A simple example: when human staff works in the crediting department, he can pay more time and effort to the client who is expecting several million dollars loan compared with the customer who is going to borrow just ten thousand. Although most of the live employees are regularly trained, the studies show, 10% of bank consultants are inclined to follow such inequality in their daily operations. To avoid that, financial Artificial Intelligence can provide liberated behavioral models under various conditions.

Another simple reason why more business leaders of the financial industry prefer machine learning technologies in financial planning over human staff is that maintenance of machines is much cheaper. The financial robots can perform heavier working load within increased working hours. Therefore it becomes more beneficial to integrate digitized Fintech forecasting systems instead of hiring a team of live analysts.

Saved funds can be then redirected to other sectors such as balancing bank’s reserves or investing in promising industries. Moreover, the integration of robotic financial analytical systems can help to conduct full-scale digitization of the company. The implementation of AI in the planning department will require the involvement of extra digital solutions such as big data management via the cloud, particularly blockchain, reinforced data security apps, micro-segmentation, and many others.

False data and online security – top risks for robotic financial advisers

Being a part of pervasive Fintech progress, AI solutions, integrated into the financial planning industry, are the object of the range of threats. Some of the risks can be of actual financial or, in other words, traditional nature; other dangers can be more of digital origin.

One such challenge for the robots-consultants is the ability to separate accurate information from false data. As financial market predictions strongly depend on information authenticity, wrong market vision, or incorrect parameter can make all the digitization efforts vain. The experts believe that there can be few solutions to this problem, for example, to focus more attention on the development of advanced data verification algorithms based on collected and analyzed similar pieces of information for as long periods as possible. The second available solution is to work harder on intuitive components of AI by the integration of alternative logical patterns. In a nutshell, both suggestions can be of use if showing real effect during operational trials.

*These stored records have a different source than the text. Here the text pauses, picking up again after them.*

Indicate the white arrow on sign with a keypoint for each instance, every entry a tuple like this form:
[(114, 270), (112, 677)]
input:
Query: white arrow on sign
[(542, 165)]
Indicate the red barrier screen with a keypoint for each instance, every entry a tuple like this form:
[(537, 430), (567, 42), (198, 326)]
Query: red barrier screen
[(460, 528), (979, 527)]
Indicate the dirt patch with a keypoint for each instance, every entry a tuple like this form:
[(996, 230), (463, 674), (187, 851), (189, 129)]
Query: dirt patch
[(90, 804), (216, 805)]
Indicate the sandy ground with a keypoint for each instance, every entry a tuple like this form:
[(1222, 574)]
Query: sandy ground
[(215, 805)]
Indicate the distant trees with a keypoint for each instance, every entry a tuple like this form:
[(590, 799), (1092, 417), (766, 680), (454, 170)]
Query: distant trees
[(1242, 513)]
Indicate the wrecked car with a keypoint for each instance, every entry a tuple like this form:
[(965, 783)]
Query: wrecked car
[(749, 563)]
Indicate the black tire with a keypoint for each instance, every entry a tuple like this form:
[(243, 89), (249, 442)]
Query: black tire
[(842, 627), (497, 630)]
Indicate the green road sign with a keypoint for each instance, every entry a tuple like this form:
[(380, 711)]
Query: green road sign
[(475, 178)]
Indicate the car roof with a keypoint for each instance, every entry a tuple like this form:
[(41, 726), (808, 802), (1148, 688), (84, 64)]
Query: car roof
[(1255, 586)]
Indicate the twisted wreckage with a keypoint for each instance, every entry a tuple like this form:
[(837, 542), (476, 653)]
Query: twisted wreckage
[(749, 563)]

Data security is another challenge to the AI planners as the software acting in the multisource online environment and gathering huge volumes of information, including suspicious fragments, is highly vulnerable in front of potential hacking. And this is a point where AI can be effectively assisted with the other products of digitization, in particular, blockchain and micro-segmentation technologies. As it is proved, any piece of data or company’s IT system can be hacked depending on safety measures taken and hacker’s skills, that’s it is worth to concentrate on making the task of hacking incredibly complicated. Separating the stored data into individual blocks and splitting the processes of data processing among various system spots will help to keep information protected.

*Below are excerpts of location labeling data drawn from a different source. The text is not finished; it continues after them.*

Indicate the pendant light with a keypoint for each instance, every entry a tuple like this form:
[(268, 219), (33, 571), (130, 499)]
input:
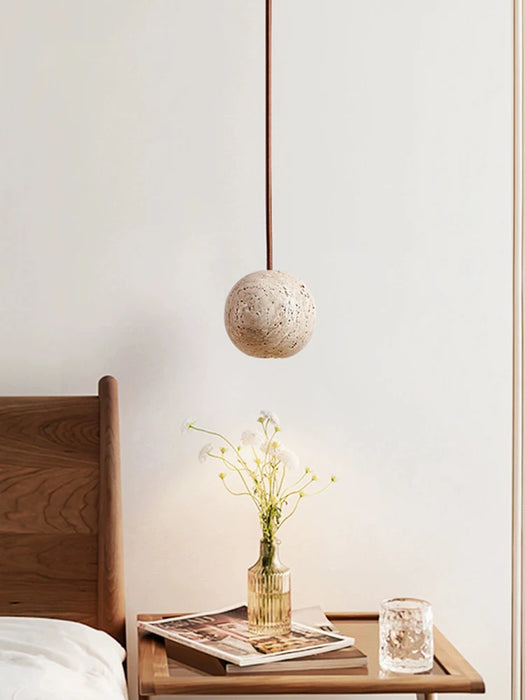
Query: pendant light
[(269, 313)]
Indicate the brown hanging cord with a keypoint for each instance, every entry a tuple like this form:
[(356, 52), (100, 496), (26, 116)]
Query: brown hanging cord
[(269, 242)]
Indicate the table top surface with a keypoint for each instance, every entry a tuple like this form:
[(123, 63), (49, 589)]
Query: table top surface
[(161, 675)]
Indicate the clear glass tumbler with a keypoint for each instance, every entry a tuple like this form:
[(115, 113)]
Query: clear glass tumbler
[(406, 642)]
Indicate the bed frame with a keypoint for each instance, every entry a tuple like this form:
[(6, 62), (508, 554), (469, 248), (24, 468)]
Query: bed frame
[(60, 509)]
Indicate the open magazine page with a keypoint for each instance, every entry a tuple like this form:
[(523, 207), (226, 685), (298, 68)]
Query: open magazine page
[(224, 634)]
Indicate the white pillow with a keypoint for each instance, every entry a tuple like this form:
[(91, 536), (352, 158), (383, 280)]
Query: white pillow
[(46, 659)]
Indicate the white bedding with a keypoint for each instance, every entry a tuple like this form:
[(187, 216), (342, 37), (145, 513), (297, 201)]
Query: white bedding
[(44, 659)]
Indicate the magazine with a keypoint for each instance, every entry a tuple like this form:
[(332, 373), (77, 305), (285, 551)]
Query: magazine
[(225, 635)]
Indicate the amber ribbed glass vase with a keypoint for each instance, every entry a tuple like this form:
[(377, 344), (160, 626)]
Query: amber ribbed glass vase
[(269, 593)]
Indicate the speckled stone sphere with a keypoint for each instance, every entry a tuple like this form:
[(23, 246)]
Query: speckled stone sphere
[(269, 314)]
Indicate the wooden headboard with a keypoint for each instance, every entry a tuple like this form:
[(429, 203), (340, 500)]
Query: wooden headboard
[(60, 509)]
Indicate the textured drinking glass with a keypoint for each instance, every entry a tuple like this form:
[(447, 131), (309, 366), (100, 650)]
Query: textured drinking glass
[(406, 642)]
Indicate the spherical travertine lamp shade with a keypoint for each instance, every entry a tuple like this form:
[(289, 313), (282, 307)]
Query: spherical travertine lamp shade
[(269, 314)]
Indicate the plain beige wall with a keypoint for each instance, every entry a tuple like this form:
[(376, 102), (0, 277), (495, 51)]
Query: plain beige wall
[(132, 199)]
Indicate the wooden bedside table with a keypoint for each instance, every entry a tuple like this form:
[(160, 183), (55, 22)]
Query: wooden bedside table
[(160, 675)]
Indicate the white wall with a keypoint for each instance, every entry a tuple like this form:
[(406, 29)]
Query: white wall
[(131, 192)]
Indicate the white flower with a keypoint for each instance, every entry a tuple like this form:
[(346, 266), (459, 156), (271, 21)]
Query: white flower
[(249, 438), (186, 425), (288, 458), (270, 415), (269, 447), (204, 453)]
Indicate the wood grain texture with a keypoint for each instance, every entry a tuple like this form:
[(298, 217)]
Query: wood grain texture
[(451, 673), (111, 606), (60, 518)]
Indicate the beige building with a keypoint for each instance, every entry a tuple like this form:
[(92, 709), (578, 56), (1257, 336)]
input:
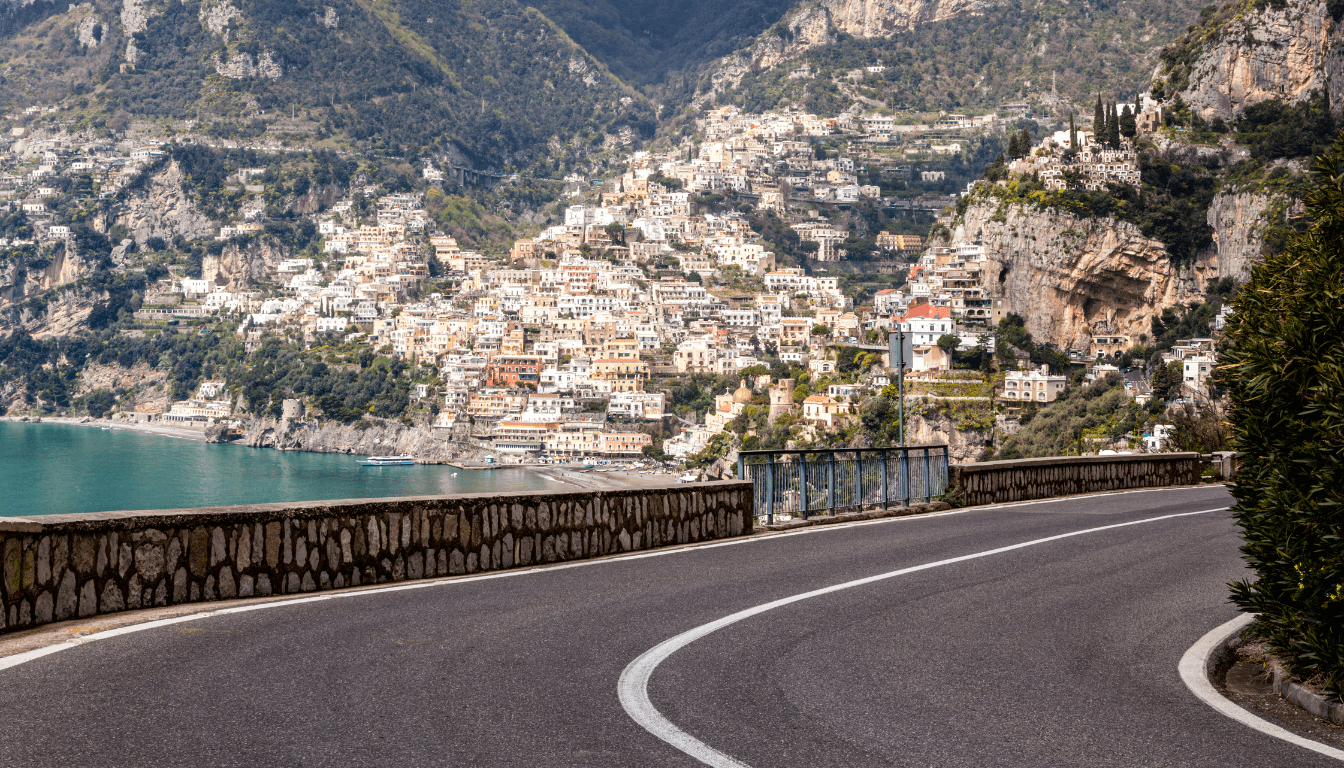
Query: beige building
[(1034, 385)]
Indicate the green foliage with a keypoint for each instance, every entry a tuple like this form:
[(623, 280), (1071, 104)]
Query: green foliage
[(1167, 381), (1061, 427), (1014, 331), (1171, 206), (1274, 131), (715, 448), (1284, 371)]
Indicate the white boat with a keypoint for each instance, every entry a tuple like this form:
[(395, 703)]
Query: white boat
[(403, 460)]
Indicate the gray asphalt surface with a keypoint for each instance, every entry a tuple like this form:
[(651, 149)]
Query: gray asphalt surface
[(1059, 654)]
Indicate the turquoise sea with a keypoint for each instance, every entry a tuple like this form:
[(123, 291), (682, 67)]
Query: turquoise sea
[(57, 468)]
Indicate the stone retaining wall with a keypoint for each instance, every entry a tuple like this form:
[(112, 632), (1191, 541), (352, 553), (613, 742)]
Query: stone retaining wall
[(1024, 479), (65, 566)]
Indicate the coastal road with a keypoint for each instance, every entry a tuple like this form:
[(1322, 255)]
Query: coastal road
[(1057, 653)]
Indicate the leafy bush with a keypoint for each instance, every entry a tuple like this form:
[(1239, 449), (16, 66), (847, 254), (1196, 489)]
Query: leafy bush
[(1284, 371)]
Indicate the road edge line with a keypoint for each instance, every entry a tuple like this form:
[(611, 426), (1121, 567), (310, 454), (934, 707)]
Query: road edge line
[(632, 689), (1195, 667)]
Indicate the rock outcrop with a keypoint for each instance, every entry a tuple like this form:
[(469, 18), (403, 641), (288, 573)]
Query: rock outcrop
[(1285, 51), (819, 23), (936, 428), (164, 210), (1238, 219), (239, 65), (1073, 277)]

When software developers and integrators are puzzling about which technology will be the most efficient to secure robotic financial advisers, IT experts are concerned about the lack of compatibility between online protection and Artificial Intelligence. To let the robots adopt data protection apps successfully, the developers of both techs have to collaborate tightly. Thus, it might be a proper time to design a specific cybersecurity standards system to be approached with each member involved in the financial Artificial Intelligence implementation.

As long as the role of the human, a financial adviser is still significant, within the next decade financial planning industry may become a place of Artificial Intelligence eruption as the machine learning technology shows extraordinary capabilities in big data and sophisticated algorithms processing. Yet, it is expected that the financial companies will tend to synthesize both human’s creative vision and robotic capacities, for example, by equipping human, business consultants with virtual assistants, so the quality of market predictions and level of consequent benefits will proliferate.